Although the maps contained a wealth of information, what they did not contain does speak to the biases of the time. Poorer sections of town or those who could not afford insurance were often excluded from the map, which often left significant pockets in city data. It also was not uncommon for surveys to exclude certain groups based on race, class, or religion. Despite its shortfalls, the Sanborn Maps serve as an excellent snapshot of the nineteenth and twentieth century American landscape.
The Sanborn Maps of Indiana County
Initially, in Indiana Borough, the Sanborn Maps covered a rather small swath of land in the downtown area radiating from the intersection of Philadelphia Street and Sixth Street, where the old courthouse now stands. Many of the buildings have small footprints and were constructed largely of wood. As the town grew, so did the coverage area on the map. The intersection of Wayne and Sixth where the Historical Society now stands was the very edge of one of the sections on the map until 1903 when the service area expanded and included coverage to the southern limits of Memorial Park. The change in the size of buildings and materials used to make them further emphasize the prosperity of nineteenth century Indiana.
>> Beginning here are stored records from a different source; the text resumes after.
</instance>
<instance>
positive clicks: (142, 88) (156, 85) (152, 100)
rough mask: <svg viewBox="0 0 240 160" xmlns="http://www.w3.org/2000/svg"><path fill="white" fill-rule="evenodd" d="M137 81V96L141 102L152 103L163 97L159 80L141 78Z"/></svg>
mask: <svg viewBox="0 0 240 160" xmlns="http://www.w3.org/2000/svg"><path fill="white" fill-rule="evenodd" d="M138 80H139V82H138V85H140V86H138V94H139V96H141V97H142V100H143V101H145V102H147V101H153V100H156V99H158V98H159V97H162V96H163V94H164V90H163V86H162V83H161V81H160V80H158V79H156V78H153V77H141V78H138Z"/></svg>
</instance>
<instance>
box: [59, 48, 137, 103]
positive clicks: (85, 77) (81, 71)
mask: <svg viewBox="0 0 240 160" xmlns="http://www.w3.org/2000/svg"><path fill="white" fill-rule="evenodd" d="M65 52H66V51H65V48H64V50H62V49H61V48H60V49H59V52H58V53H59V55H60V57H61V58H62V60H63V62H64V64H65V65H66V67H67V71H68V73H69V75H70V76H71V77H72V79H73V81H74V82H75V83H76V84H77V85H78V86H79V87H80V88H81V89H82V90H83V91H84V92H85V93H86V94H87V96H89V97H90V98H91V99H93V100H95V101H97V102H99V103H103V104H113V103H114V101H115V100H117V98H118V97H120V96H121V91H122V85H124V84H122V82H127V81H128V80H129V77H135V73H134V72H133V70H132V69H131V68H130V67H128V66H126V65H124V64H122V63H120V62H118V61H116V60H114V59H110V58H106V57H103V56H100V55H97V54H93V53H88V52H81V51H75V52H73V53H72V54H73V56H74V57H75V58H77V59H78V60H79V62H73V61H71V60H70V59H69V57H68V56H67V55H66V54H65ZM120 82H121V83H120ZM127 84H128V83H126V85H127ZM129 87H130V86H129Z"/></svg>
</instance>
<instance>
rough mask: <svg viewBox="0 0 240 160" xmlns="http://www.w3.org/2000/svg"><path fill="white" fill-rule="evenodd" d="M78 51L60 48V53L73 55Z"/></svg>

When agents from the Sanborn Map Company came to survey Indiana, their arrival was big news and was often mentioned multiple times in the local newspapers. It was also noted that some of the sons of Indiana worked for the Sanborn Company and were off in the world producing maps. Indiana Borough was not the only location in the county that warranted a map, with volumes also being produced for Glenn Campbell, Blairsville, Cherry Tree, Homer City, and Black Lick.
Modern Use of the Maps
Today the Sanborn Maps have fallen out of use by insurance companies. Fortunately, they are incredibly useful to other fields of study. The maps serve as an excellent resource to date a home or verify the existence of a business. Additions to structures and the division of property can also be closely tracked. As mentioned before though, there can be pockets in the data. On occasion, even the most affluent areas towns are excluded. This is the case with the Society’s own Clark House. Although constructed in 1869, the house does not appear on the Sanborn Maps for a period of almost thirty years even though its general location was home to some of the largest dwellings in Indiana. The names of roads and the formation of side streets and alleys can also be tracked. Because the maps are constantly updated, the viewer gets an excellent perspective on the growth occurring in the town in unique snapshots.
The main purpose of the maps may have faded from use, but they have been reborn as a great resource for genealogists and historians. The amount of detail found in these documents is a valuable asset and an excellent tool. Although the maps may have shortcomings, they provide a fine snapshot of the nineteenth and twentieth century American landscape. The Sanborn Fire Insurance Maps, another excellent resource located in the Helman Library.